Jeb Bush vs. Marco Rubio

The relationship between the one-time mentor and protege is several steps short of a full-blown feud, but there has been a notable ratcheting up of tensions between the two Floridians, especially as Rubio threatens to eclipse Bush in the polls.

Rubio has risen in part because of how he has portrayed himself as an advocate of fresh thinking and thus a break with the past. This is often interpreted as a jab at Bush, the son and brother of past presidents, as much as at Democratic frontrunner Hillary Clinton.

On Thursday, Bush struck back more directly than before, underlining his seniority to Rubio during an interview with MSNBC. “Marco was a member of the [Florida] House of Representatives when I was governor, and he followed my lead and I’m proud of that,” he said. 

Asked whether Rubio had the leadership skills to be president, Bush responded, “It’s not known.”

 

Carly Fiorina vs. Donald Trump

The businesswoman was widely perceived to have got the better of Trump during the second Republican debate after he prompted controversy with comments on her appearance.

The flap began when Rolling Stone published an interview with Trump. The businessman, glimpsing Fiorina on television, was reported as saying, “Look at that face! Would anyone vote for that? Can you imagine that, the face of our next president?! I mean, she’s a woman and I’m not supposed to say bad things, but really, folks, come on. Are we serious?”

Fiorina first told Fox News’ Megyn Kelly — another focus of Trump’s ire — “I think those comments speak for themselves.” A Fiorina-aligned super-PAC released a video that also sought to turn Trump’s comments in her favor.

But the debate was Fiorina’s best moment, as she told the audience in Simi Valley, Calif., “I think women all over this country heard very clearly what Mr. Trump said.”

“I think she’s got a beautiful face and I think she’s a beautiful woman,” Trump interjected, coming closer than he normally does to walking back contentious remarks.

 

Chris Christie vs. Rand Paul

Paul and Christie have radically different views of many things, including how to balance national security and civil liberties. Christie has in the past called for Paul to be called before Congress if the United States were to be hit in a terrorist attack, citing the Kentuckian’s opposition to the bulk collection of phone records by the NSA.
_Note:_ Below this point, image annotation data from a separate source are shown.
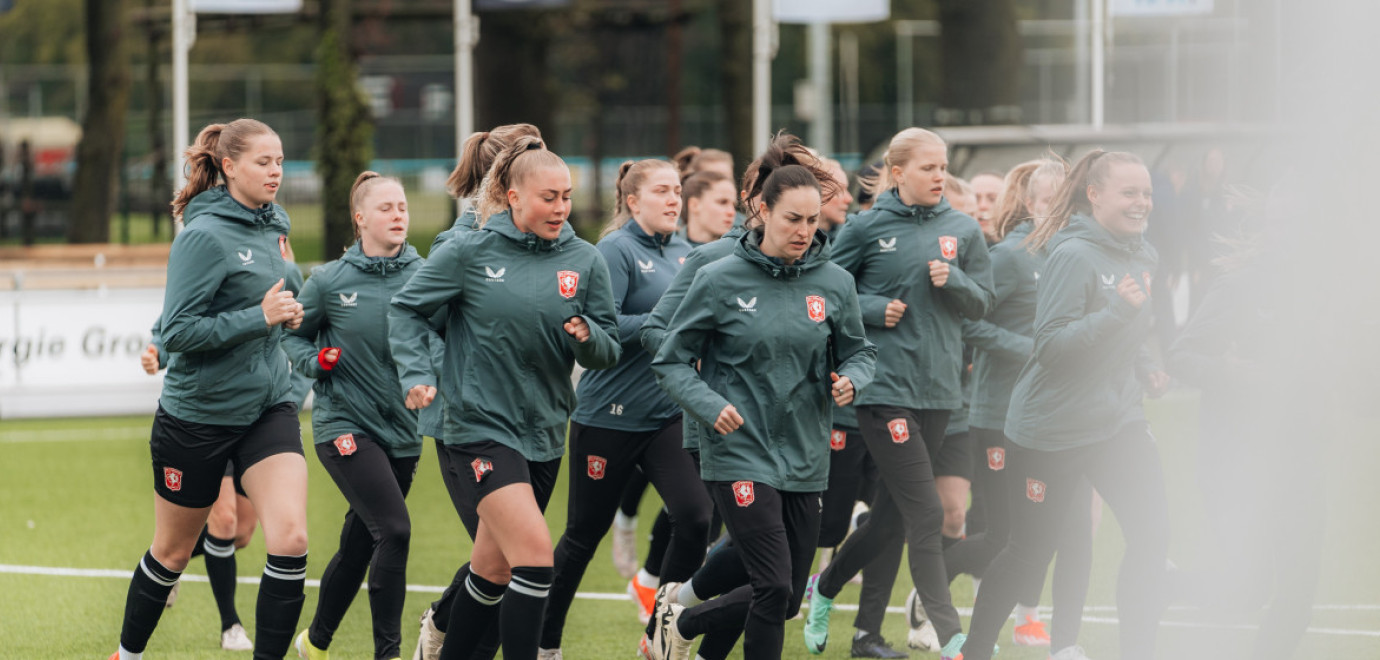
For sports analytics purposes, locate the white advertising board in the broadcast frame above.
[774,0,891,23]
[1110,0,1213,17]
[188,0,302,14]
[0,289,163,418]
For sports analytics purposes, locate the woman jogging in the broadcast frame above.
[286,171,440,660]
[110,119,306,660]
[389,137,621,660]
[541,160,712,657]
[805,128,992,657]
[959,151,1169,660]
[653,149,875,660]
[413,124,541,660]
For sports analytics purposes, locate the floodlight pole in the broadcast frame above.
[173,0,196,201]
[455,0,479,160]
[752,0,776,149]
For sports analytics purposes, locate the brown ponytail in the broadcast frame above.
[599,159,676,239]
[742,131,842,221]
[446,124,541,199]
[671,146,733,179]
[475,135,566,226]
[173,119,276,220]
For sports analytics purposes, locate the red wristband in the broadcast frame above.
[316,347,341,371]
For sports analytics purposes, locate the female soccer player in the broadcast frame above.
[286,171,440,660]
[805,128,992,657]
[682,170,738,247]
[389,137,621,660]
[959,151,1169,660]
[112,119,306,660]
[541,159,712,657]
[413,124,541,660]
[653,156,875,660]
[944,159,1092,649]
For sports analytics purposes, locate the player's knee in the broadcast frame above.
[206,507,239,538]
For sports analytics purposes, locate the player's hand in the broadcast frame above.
[564,316,589,344]
[259,279,302,327]
[930,260,949,287]
[139,344,159,376]
[829,371,857,407]
[1116,275,1145,309]
[713,403,742,435]
[883,300,905,327]
[407,385,436,410]
[316,347,341,371]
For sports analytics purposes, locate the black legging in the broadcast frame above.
[308,434,417,660]
[816,406,963,645]
[679,482,820,659]
[541,417,712,649]
[963,423,1169,660]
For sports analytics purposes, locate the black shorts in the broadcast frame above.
[934,431,973,481]
[149,402,302,508]
[442,440,560,519]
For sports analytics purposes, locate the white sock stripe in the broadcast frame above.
[139,559,177,587]
[201,537,235,559]
[465,577,504,606]
[264,566,306,581]
[508,577,551,598]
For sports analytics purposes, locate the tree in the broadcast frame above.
[316,0,374,258]
[68,0,130,243]
[938,0,1021,124]
[718,0,750,171]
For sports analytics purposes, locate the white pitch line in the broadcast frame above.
[0,563,1380,638]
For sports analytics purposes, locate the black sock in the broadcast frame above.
[254,555,306,660]
[192,525,210,556]
[500,566,556,660]
[432,562,469,635]
[197,532,240,632]
[440,565,505,660]
[120,550,182,653]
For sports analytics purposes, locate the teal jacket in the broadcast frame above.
[389,211,622,461]
[1006,215,1155,452]
[963,222,1045,431]
[417,206,477,442]
[651,232,876,493]
[159,186,298,427]
[283,242,425,457]
[149,265,312,407]
[571,220,690,431]
[638,222,747,452]
[834,189,992,410]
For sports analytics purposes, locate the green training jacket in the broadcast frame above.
[651,232,876,493]
[834,188,992,410]
[571,220,690,431]
[389,211,622,461]
[283,242,425,457]
[963,222,1045,431]
[638,222,747,452]
[1006,215,1155,452]
[159,186,298,427]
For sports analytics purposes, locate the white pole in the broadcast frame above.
[752,0,771,149]
[455,0,479,160]
[1090,0,1107,130]
[806,23,834,153]
[896,21,915,131]
[173,0,196,198]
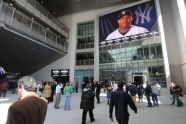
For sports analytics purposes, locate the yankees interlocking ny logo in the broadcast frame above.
[134,4,153,24]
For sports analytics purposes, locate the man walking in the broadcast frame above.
[109,82,137,124]
[6,76,47,124]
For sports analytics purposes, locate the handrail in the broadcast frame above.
[0,3,68,53]
[76,59,94,66]
[77,42,94,49]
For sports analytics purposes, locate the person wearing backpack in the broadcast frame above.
[80,82,95,124]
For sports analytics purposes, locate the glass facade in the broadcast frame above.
[75,21,94,85]
[99,38,166,85]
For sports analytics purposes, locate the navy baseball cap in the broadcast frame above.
[118,10,132,19]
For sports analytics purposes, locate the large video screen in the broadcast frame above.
[51,69,69,77]
[99,0,159,46]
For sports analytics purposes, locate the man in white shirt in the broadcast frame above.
[106,10,149,40]
[54,83,63,109]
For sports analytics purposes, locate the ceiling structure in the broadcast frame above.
[37,0,140,17]
[0,27,64,75]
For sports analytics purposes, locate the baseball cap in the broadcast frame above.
[118,10,132,19]
[18,76,36,91]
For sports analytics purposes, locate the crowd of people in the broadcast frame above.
[1,76,184,124]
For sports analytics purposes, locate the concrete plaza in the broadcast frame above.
[0,89,186,124]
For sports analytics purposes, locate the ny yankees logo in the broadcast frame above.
[134,4,153,24]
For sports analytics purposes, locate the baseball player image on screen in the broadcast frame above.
[106,10,149,40]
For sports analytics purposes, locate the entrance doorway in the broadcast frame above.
[133,75,146,84]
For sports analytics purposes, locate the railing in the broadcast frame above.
[76,59,94,66]
[0,3,68,53]
[77,43,94,49]
[25,0,69,37]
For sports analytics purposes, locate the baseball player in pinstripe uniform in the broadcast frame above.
[106,10,148,40]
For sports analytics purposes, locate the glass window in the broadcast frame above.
[137,48,143,60]
[150,45,156,59]
[143,46,149,59]
[156,45,163,58]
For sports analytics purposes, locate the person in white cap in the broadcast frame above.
[106,10,149,40]
[6,76,48,124]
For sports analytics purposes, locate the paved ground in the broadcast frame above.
[0,89,186,124]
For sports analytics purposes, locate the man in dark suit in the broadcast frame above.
[6,76,48,124]
[109,82,137,124]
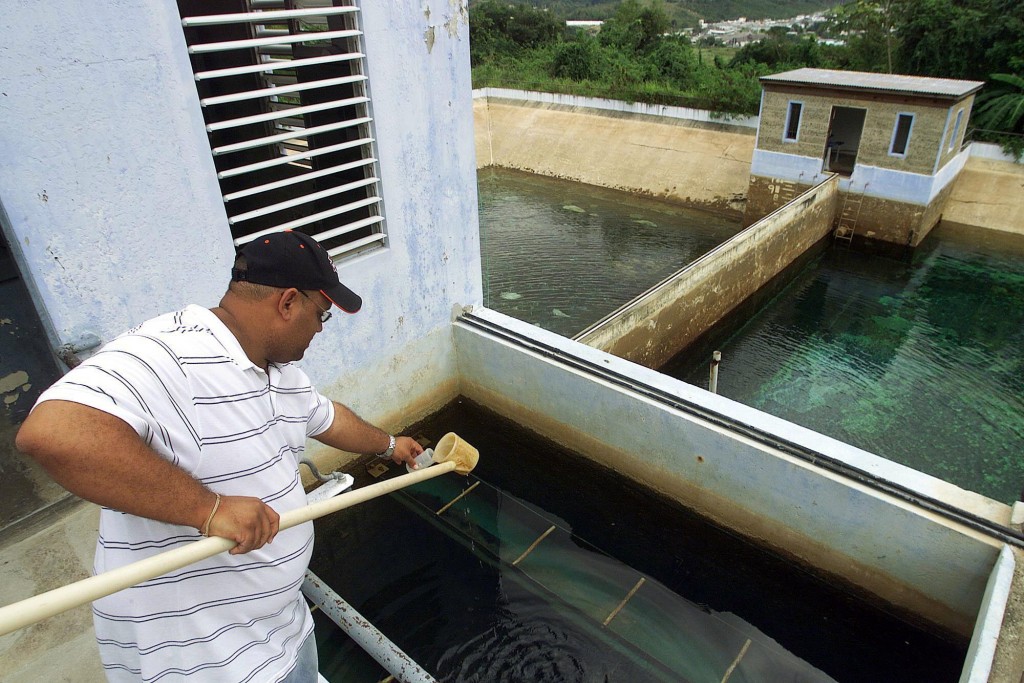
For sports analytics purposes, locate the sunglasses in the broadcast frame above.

At the first GOP debate in Cleveland in early August, Christie defended his earlier statements, prompting Paul to insist that he merely wanted “to collect more records from terrorists but less records from innocent Americans.”

Christie panned him for “a completely ridiculous answer” and derided Paul for “sitting in a subcommittee just blowing hot air about this.”

Not to be outdone, Paul accused Christie of having too much faith in President Obama, and alluded to his embrace of the president after Superstorm Sandy in the days before the 2012 presidential election.

“I know you gave him a big hug. And if you want to give him a big hug again, go right ahead,” Paul said. 

 

Correct the Record vs. Bernie Sanders

The Democratic primary has, so far, had little of the personal enmity that has marked the GOP race.

The one obvious exception came not from Clinton but from a close ally. A pro-Clinton super PAC, Correct the Record, circulated an email last month seeking to highlight purported similarities between Sanders and British politician Jeremy Corbyn, a left-wing Labour Party MP who had, at the time, just won his party’s leadership. 

The email included some of Corbyn’s most incendiary comments, including his belief that the killing of Osama bin Laden was “a tragedy” because it foreclosed any possibility of a trial for the al-Qaeda founder. 

The Sanders campaign sought to turn the furor to its advantage via a fundraising email in which the candidate said the attack was “the kind of onslaught I expected to see from the Koch Brothers or Sheldon Adelson.”

Correct the Record’s founder, David Brock, declined to apologize for the email, telling Bloomberg Politics, “This is just standard opposition research.”